Incendies (2010) - Denis Villeneuve

What is life, in contrast to never having one, when the living of it, in all its time-bound realms, is excused as fate? The word ‘generation’ marks a period in which a whole life is contained. A life’s share of the universe, catastrophes, upheavals, and profound sensibilities. But is a generation enough to epitomize a political and religious revolution? This film explores the depths of fulfilling such a prophecy.


Incendies builds an emotional, visceral, and cerebral world. The film manifests what I’d like to think of as the psychosis of a vision and the justification of freedom. The constant stirring of time in a pot uninhibited by its fantasies. As a result, you see the life of Nawal through the lens of her children’s incomplete memories of their mother.

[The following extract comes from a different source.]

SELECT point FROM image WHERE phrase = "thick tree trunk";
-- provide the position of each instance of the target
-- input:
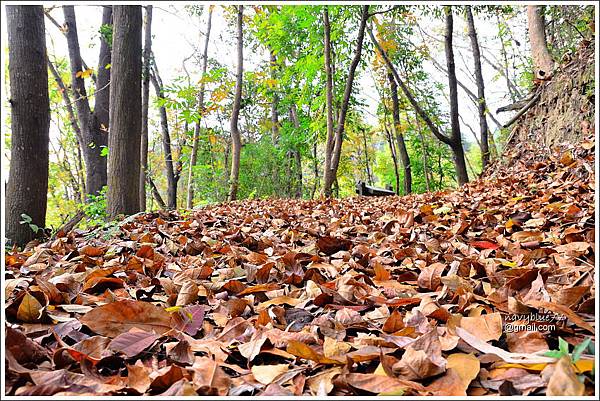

The story is gripping and embracive. The film feels like a time machine taking you back and forth - stopping time, quickening it, reversing it - only to fit the cryptic capacity of Denis Villeneuve’s magnetic story. The choice of background score is profound and deeply disturbing. Nothing that feels out of place in a setting as intense and restless.


Some stories are narrated beyond words. But they can be heard as intimately as the pounding of one’s own heart. And the memories of Nawal, the life of her children, and the crux of this film are parts of them. They grab you by the throat and never let go.